Hybrid Business Intelligence Organizations: Managing the Trade-offs between Central and Distributed Development

By Wayne Eckerson, Director, TDWI Research

In an ideal world, your business intelligence (BI) architecture and team are managed centrally. You build an architecture with one team, located in one place, and deliver the output to any group that needs it. This ensures significant economies of scale, avoids redundant effort and infrastructure, and delivers the proverbial "single version of truth."

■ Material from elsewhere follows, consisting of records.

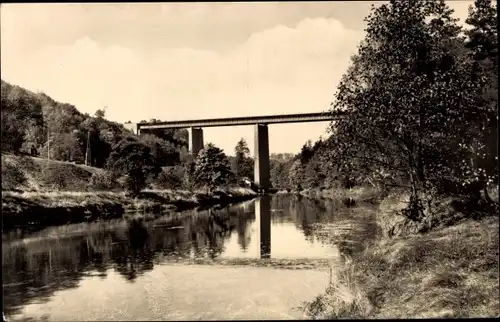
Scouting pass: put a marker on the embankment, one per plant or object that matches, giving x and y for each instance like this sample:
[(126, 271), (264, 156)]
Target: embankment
[(446, 266), (38, 192), (56, 208), (357, 194)]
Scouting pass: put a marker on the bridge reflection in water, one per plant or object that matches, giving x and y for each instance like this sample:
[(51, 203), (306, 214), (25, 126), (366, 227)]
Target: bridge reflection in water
[(263, 217)]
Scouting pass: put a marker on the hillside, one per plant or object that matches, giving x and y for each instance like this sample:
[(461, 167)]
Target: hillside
[(34, 122), (26, 173)]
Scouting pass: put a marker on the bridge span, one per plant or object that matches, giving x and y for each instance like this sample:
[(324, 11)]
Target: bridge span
[(261, 151)]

Of course, few of us live in the ideal world. Most of us work for organizations that are hopelessly disintegrated due to countless mergers and acquisitions, corporate restructuring, and various corporate “go-to-market” strategies that fluctuate between centralized command-and-control structures and decentralized decision making via local empowerment. In the messy conditions of the real world, the question then becomes: How can you deliver the benefits of centralized BI when your organization and BI architecture are scattered and nonaligned?

Distribute to Align

The answer is not as hard as you might think: a distributed approach to BI may be the ideal solution after all. Think about it—distributed BI means that the people developing BI solutions work in the business units or departments they serve. They are closer to the business; they report to the same business unit leader, operate under the same incentive system, and often work in the same building or floor as the business users they support. They may even have lunch with business users or hang out with them after work!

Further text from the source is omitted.